Traiter les problématiques de la donnée
Dans les systèmes de traçabilité modernes, la qualité et la fiabilité des données sont primordiales pour assurer l’intégrité de la chaîne d’approvisionnement. Dans la plupart des cartographies, la récolte des informations est encore menée de façon déclarative et bien que l’implication de nombreux acteurs fiabilise la donnée, il demeure un risque. Il est donc nécessaire de réaliser des audits fournisseurs pour vérifier l’alignement des données et de la réalité. Par ailleurs, ces données, cependant, sont sujettes à la péremption. À mesure que les chaînes s’élargissent et s’adaptent rapidement, l’introduction de nouveaux produits et partenaires nécessite des mises à jour régulières pour conserver la précision des informations. Il est crucial d’établir des protocoles pour actualiser continuellement les données, en intégrant les modifications en temps réel, afin de garantir que la traçabilité demeure un reflet exact de la réalité opérationnelle.
La confidentialité des données est également une préoccupation majeure. Les informations sensibles doivent être traitées avec soin pour protéger à la fois la vie privée et les secrets commerciaux, tout en maintenant la transparence requise par les régulateurs et les consommateurs. Cette dimension est d’autant plus importante que dans l’objectif de mener des analyses, les entreprises croisent des données issues de bases publiques et privées ayant différents degrés de confidentialité. Afin de préserver des savoirs et savoir-faire à protéger, certaines plateformes de traçabilité proposent d’identifier les données confidentielles ou de définir différents niveaux de visibilité sur ces données. L’utilisation d’identifiants tels que les numéros DUNS, les identifiants GS1 ou de TVA intracommunautaire, permettent de faciliter la traçabilité mais s’ils sont mal utilisés, peuvent entraîner des inexactitudes et des problèmes de conformité, soulignant l’importance d’une gestion rigoureuse des données d’identification.

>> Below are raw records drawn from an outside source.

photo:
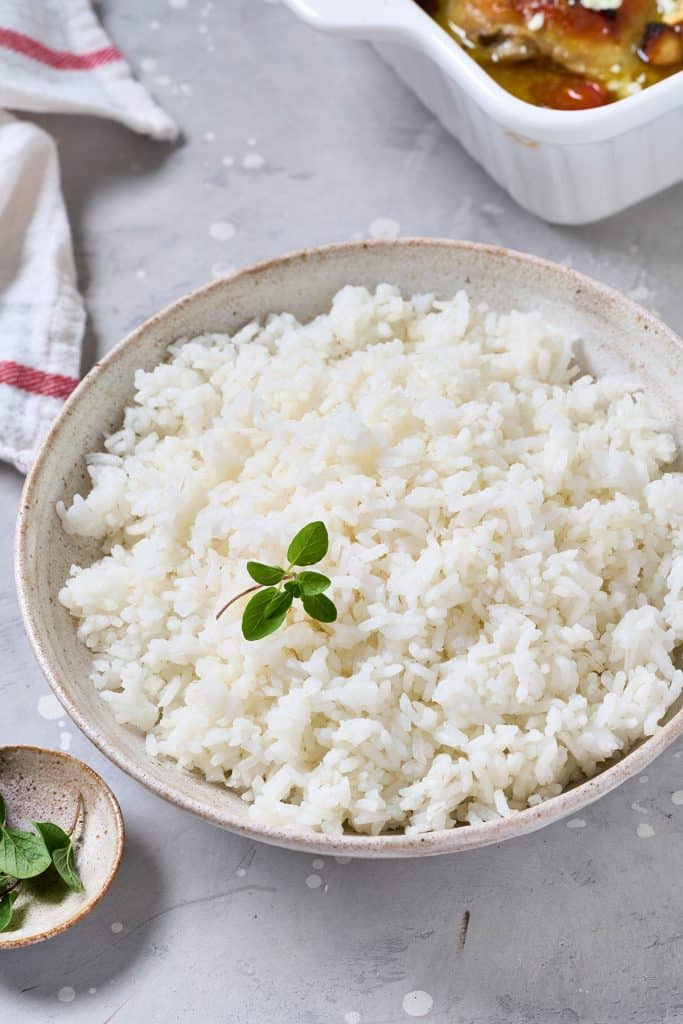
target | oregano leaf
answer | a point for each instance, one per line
(65, 863)
(255, 623)
(309, 545)
(23, 855)
(6, 903)
(312, 583)
(319, 607)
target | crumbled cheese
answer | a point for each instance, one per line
(601, 4)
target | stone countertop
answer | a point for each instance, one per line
(292, 139)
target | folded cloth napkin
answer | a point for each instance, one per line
(54, 55)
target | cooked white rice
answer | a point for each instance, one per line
(506, 556)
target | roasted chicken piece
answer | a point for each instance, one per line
(569, 54)
(579, 39)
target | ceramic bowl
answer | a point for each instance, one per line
(48, 785)
(617, 337)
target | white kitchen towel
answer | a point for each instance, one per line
(54, 55)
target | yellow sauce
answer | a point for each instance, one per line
(527, 79)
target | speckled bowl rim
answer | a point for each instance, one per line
(118, 857)
(393, 845)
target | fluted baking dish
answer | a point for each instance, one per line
(566, 167)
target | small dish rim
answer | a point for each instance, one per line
(120, 846)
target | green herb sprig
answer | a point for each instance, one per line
(267, 609)
(27, 855)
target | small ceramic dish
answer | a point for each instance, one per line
(569, 167)
(48, 785)
(617, 337)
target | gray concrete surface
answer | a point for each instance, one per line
(569, 926)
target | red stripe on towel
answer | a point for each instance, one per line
(61, 59)
(36, 381)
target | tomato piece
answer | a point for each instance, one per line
(571, 94)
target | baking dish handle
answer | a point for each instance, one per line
(366, 18)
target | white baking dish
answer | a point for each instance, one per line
(567, 167)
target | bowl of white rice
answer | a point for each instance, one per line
(492, 442)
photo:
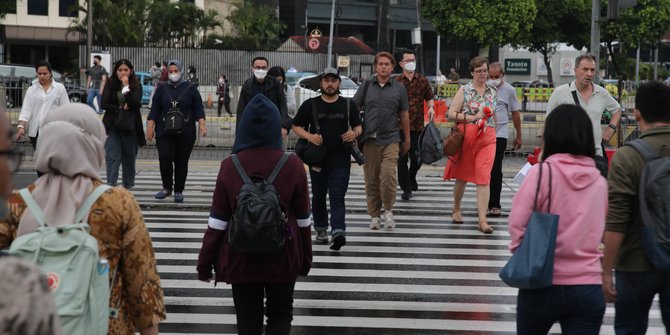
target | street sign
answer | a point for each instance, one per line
(517, 66)
(314, 43)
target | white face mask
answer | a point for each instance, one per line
(494, 82)
(174, 77)
(260, 74)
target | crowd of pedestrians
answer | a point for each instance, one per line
(384, 118)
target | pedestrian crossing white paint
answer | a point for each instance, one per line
(428, 276)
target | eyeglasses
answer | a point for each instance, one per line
(13, 159)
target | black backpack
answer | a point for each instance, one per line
(654, 192)
(259, 225)
(174, 119)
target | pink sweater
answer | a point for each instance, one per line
(579, 197)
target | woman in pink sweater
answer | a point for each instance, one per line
(579, 197)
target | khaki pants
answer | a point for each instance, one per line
(381, 178)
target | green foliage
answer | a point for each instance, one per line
(482, 21)
(643, 24)
(257, 27)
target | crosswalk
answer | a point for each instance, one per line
(428, 276)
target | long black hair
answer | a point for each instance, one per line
(115, 82)
(568, 130)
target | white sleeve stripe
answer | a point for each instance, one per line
(302, 223)
(217, 224)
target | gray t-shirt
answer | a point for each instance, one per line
(506, 103)
(96, 73)
(383, 105)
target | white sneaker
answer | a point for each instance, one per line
(389, 223)
(375, 224)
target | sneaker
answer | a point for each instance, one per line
(338, 241)
(389, 222)
(321, 236)
(375, 224)
(162, 194)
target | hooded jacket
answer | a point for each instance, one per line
(579, 197)
(258, 147)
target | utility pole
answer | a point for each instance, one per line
(595, 35)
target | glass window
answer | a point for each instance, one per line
(67, 8)
(38, 7)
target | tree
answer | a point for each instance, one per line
(566, 21)
(257, 26)
(641, 25)
(483, 21)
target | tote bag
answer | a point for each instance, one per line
(532, 264)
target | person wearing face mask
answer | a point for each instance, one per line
(174, 150)
(96, 77)
(506, 103)
(418, 91)
(261, 83)
(223, 91)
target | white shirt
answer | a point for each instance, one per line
(38, 103)
(599, 102)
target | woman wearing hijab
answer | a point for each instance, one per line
(174, 151)
(70, 153)
(258, 146)
(122, 100)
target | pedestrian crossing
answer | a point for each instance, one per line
(428, 276)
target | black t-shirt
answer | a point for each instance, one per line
(333, 123)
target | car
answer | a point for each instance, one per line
(307, 87)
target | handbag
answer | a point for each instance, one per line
(453, 142)
(311, 154)
(125, 119)
(532, 265)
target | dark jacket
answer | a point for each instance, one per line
(273, 90)
(110, 103)
(259, 150)
(190, 104)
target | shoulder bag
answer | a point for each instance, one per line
(532, 264)
(310, 153)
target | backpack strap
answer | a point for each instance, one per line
(278, 167)
(92, 198)
(644, 148)
(240, 169)
(33, 206)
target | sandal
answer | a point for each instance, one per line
(495, 212)
(456, 217)
(485, 229)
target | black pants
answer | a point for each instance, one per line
(496, 174)
(248, 299)
(225, 102)
(174, 152)
(33, 141)
(407, 178)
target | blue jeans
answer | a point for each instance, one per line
(635, 292)
(94, 93)
(334, 182)
(578, 308)
(121, 149)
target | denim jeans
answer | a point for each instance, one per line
(248, 300)
(94, 93)
(333, 181)
(121, 149)
(407, 178)
(635, 292)
(578, 308)
(496, 174)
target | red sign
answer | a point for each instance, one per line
(314, 43)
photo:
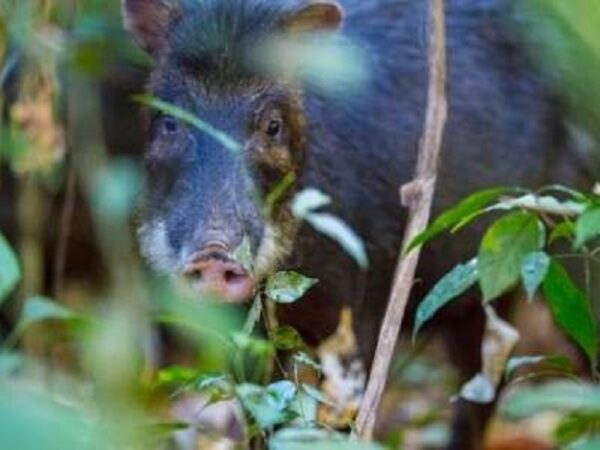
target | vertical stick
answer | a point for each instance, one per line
(418, 197)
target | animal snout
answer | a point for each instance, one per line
(215, 274)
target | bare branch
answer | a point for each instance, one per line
(418, 197)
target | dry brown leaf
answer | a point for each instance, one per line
(344, 375)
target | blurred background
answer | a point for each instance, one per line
(81, 309)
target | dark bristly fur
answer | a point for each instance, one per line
(504, 128)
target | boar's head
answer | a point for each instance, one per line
(204, 215)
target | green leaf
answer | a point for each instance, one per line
(454, 283)
(556, 362)
(268, 406)
(574, 427)
(176, 375)
(33, 419)
(287, 338)
(564, 230)
(288, 287)
(455, 215)
(587, 226)
(589, 443)
(571, 309)
(561, 396)
(533, 271)
(548, 204)
(37, 309)
(316, 394)
(502, 250)
(10, 272)
(304, 358)
(253, 315)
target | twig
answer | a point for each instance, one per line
(66, 217)
(418, 197)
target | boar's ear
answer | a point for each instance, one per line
(149, 20)
(316, 16)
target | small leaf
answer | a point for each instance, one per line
(587, 226)
(574, 427)
(288, 287)
(316, 439)
(502, 250)
(557, 362)
(304, 206)
(10, 271)
(478, 390)
(283, 391)
(548, 204)
(588, 443)
(286, 338)
(316, 394)
(571, 309)
(498, 343)
(454, 283)
(37, 309)
(453, 216)
(561, 396)
(268, 406)
(564, 230)
(533, 271)
(303, 358)
(176, 375)
(307, 201)
(253, 315)
(334, 228)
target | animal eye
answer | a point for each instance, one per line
(169, 124)
(274, 128)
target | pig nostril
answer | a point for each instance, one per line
(195, 275)
(232, 277)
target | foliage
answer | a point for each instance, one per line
(523, 249)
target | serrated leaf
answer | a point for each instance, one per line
(587, 226)
(557, 362)
(288, 287)
(571, 309)
(454, 283)
(533, 271)
(455, 215)
(286, 338)
(502, 250)
(10, 271)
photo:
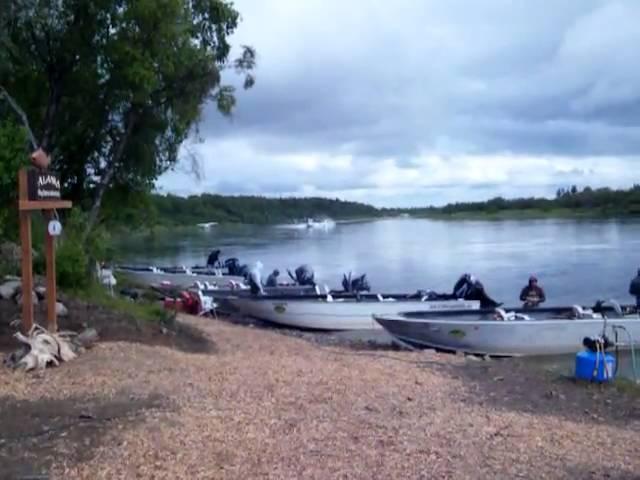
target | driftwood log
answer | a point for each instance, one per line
(42, 348)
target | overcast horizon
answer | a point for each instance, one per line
(401, 105)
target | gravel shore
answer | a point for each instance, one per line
(264, 405)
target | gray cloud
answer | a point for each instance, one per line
(387, 85)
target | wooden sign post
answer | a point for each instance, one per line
(38, 189)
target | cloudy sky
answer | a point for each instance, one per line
(410, 103)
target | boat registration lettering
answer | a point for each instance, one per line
(457, 333)
(280, 307)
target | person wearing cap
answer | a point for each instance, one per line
(532, 295)
(272, 279)
(634, 288)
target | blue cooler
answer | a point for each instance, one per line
(586, 364)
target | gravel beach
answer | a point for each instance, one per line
(259, 404)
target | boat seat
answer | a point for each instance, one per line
(504, 316)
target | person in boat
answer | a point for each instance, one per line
(213, 260)
(469, 287)
(532, 294)
(254, 279)
(304, 276)
(634, 288)
(272, 279)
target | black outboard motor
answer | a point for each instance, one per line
(213, 260)
(355, 285)
(253, 277)
(244, 271)
(304, 276)
(596, 344)
(470, 288)
(233, 266)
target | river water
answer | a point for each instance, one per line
(575, 261)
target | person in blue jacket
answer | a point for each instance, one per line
(634, 288)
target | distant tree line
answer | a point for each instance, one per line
(153, 209)
(600, 201)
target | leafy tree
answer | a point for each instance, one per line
(113, 87)
(12, 156)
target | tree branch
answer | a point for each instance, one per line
(21, 114)
(109, 172)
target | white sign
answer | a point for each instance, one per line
(54, 228)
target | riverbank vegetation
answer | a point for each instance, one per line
(568, 203)
(110, 90)
(169, 210)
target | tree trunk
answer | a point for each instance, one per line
(108, 174)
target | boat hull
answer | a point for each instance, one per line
(336, 315)
(504, 338)
(180, 279)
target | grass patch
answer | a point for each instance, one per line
(144, 309)
(627, 386)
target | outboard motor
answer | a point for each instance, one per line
(304, 276)
(233, 266)
(595, 344)
(358, 284)
(476, 291)
(213, 260)
(253, 277)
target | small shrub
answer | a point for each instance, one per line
(71, 264)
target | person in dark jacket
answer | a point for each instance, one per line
(634, 288)
(272, 279)
(533, 294)
(469, 287)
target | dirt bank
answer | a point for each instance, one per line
(111, 326)
(265, 405)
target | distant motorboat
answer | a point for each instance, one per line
(207, 225)
(516, 332)
(310, 224)
(339, 311)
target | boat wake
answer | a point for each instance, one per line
(326, 224)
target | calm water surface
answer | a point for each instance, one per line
(576, 261)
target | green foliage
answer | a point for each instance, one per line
(71, 265)
(147, 311)
(13, 155)
(174, 210)
(569, 202)
(113, 87)
(75, 255)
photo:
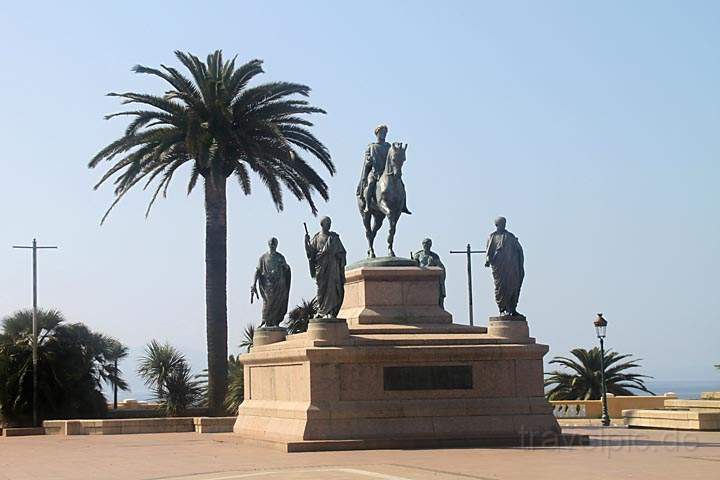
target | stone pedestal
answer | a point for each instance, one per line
(268, 335)
(393, 295)
(396, 374)
(512, 327)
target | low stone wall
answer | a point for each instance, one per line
(672, 419)
(693, 405)
(114, 427)
(139, 425)
(214, 424)
(616, 405)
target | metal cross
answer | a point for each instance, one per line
(469, 251)
(34, 248)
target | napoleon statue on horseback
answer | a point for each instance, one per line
(381, 192)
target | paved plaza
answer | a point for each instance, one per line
(616, 453)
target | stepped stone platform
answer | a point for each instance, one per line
(138, 425)
(678, 415)
(394, 372)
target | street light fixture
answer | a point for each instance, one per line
(600, 328)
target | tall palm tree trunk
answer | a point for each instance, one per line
(115, 388)
(216, 290)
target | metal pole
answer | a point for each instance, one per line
(115, 388)
(34, 248)
(469, 252)
(35, 333)
(605, 417)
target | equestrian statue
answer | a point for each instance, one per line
(381, 192)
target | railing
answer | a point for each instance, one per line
(593, 408)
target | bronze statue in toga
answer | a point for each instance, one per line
(505, 256)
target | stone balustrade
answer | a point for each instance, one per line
(616, 404)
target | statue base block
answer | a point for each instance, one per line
(407, 382)
(268, 335)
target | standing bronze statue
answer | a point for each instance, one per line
(273, 276)
(327, 257)
(428, 258)
(381, 191)
(505, 256)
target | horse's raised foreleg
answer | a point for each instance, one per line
(369, 234)
(377, 224)
(391, 234)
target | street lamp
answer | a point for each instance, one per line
(600, 327)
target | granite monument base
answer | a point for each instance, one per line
(413, 380)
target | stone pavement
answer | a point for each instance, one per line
(615, 453)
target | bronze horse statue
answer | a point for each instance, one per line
(389, 199)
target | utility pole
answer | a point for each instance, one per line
(34, 248)
(469, 251)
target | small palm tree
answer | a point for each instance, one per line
(73, 363)
(116, 352)
(157, 363)
(213, 122)
(167, 373)
(236, 385)
(247, 339)
(299, 317)
(583, 380)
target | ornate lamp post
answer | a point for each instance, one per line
(600, 327)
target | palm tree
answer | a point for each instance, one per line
(248, 335)
(73, 363)
(222, 128)
(167, 373)
(156, 365)
(299, 317)
(236, 385)
(116, 352)
(582, 382)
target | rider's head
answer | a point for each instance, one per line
(381, 132)
(325, 224)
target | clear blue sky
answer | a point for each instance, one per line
(593, 128)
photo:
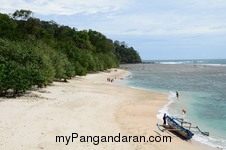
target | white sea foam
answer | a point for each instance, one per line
(176, 62)
(165, 108)
(210, 141)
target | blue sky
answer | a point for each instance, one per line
(157, 29)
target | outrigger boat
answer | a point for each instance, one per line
(179, 126)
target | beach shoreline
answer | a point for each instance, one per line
(89, 106)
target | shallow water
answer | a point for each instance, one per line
(202, 93)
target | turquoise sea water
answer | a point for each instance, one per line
(202, 92)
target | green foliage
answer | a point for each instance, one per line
(126, 54)
(35, 52)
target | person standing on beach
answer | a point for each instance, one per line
(164, 119)
(177, 94)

La sécurité des données contre les intrusions malveillantes est tout aussi critique. Les systèmes de traçabilité doivent être conçus pour résister aux tentatives de piratage, ce qui nécessite des investissements dans des technologies avancées et la formation du personnel pour prévenir les violations de données.
Enfin, l’entretien des données implique un investissement de temps considérable. Les processus de mise à jour doivent être efficients pour ne pas alourdir inutilement le flux de travail. Les entreprises doivent donc trouver un équilibre entre la nécessité d’une mise à jour régulière et le désir d’éviter une charge de travail excessive. Certaines plateformes de traçabilité proposent des connecteurs aux outils de l’entreprise permettant ainsi une récupération des données automatiques diminuant ainsi le temps de maintenance nécessaire pour avoir des données à jour.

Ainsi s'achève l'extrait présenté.